The world is now watching our denomination as we deal, or do not deal, with the ordination standard that is part of our constitution. That standard has been voted on by the church three times, and it conforms to the behaviors of chastity and marital fidelity understood for more than 2,000 years by the Church as what God teaches for his people in the Bible.

All our officers said “Yes” when they became officers that they will be governed by the church’s constitution and discipline. Despite making that promise, some Presbyterian officers have issued statements that they will and do ordain pastors, elders and deacons who are not chaste in singleness or faithful in heterosexual marriage.

There are individuals, sessions, substantial portions of presbyteries and several entire presbyteries that say they will not be governed by this part of our church law.

Such refusal presents the issue squarely to the rest of us officers who have said “Yes” to that same vow.

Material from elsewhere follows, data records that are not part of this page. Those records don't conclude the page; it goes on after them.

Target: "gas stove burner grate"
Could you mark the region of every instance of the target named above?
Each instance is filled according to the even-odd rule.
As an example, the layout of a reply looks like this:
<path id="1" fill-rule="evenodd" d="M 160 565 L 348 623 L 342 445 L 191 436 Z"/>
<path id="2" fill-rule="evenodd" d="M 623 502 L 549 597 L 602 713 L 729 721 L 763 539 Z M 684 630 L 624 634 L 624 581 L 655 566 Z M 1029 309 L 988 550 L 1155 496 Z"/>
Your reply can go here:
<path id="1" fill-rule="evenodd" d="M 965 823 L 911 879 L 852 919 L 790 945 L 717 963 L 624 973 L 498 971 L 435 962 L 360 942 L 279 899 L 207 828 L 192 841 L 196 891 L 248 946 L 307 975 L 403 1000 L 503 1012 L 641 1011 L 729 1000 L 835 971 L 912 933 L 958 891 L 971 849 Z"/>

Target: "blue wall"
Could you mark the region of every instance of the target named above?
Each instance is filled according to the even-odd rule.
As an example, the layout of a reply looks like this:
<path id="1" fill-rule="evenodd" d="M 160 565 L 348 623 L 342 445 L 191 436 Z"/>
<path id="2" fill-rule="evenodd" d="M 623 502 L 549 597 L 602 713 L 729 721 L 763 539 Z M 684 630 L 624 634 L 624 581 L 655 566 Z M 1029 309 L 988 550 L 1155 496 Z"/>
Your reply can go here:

As we have promised, will we uphold that morality that has been lawfully adopted into our governing standards? As we have promised, will we exercise and administer discipline to achieve those purposes set out as the constitution – “to preserve the purity of the church … to correct … wrongdoing in order to bring members to repentance and restoration; to restore the unity … by removing the causes of discord and division …”? (D1.0101 of the Book of Order)

Defiance on this issue is not new; a church in Cincinnati Presbytery issued its first refusal to be governed by church law in 1991 and continues to refuse 12 years later. But defiance has grown in the number of churches and presbyteries during the last year, and all attempts to correct actions by using the judicial and administrative processes for remedy set out in our governing rules have not been successful in a single instance.

The presbyteries and synods have ignored the plain and public facts of wrongdoing and their clear responsibility to uphold fidelity to ordination vows. If there is not an outcry from across the church and response from officers at all levels, including the General Assembly, the stated clerk and moderator, defiance will become the institutionalized norm.

And the world will see. It sees that we all said “Yes” to abide by our own laws, and that if we don’t really mean “yes” to that vow, we do not really mean “yes” to our first ordination vow: that we trust in Jesus Christ, our Savior, Lord of all, and through him believe in one God, Father, Son and Holy Spirit. And Jesus will weep at our witness.

Peggy Hedden is the chair of the Presbyterian Lay Committee.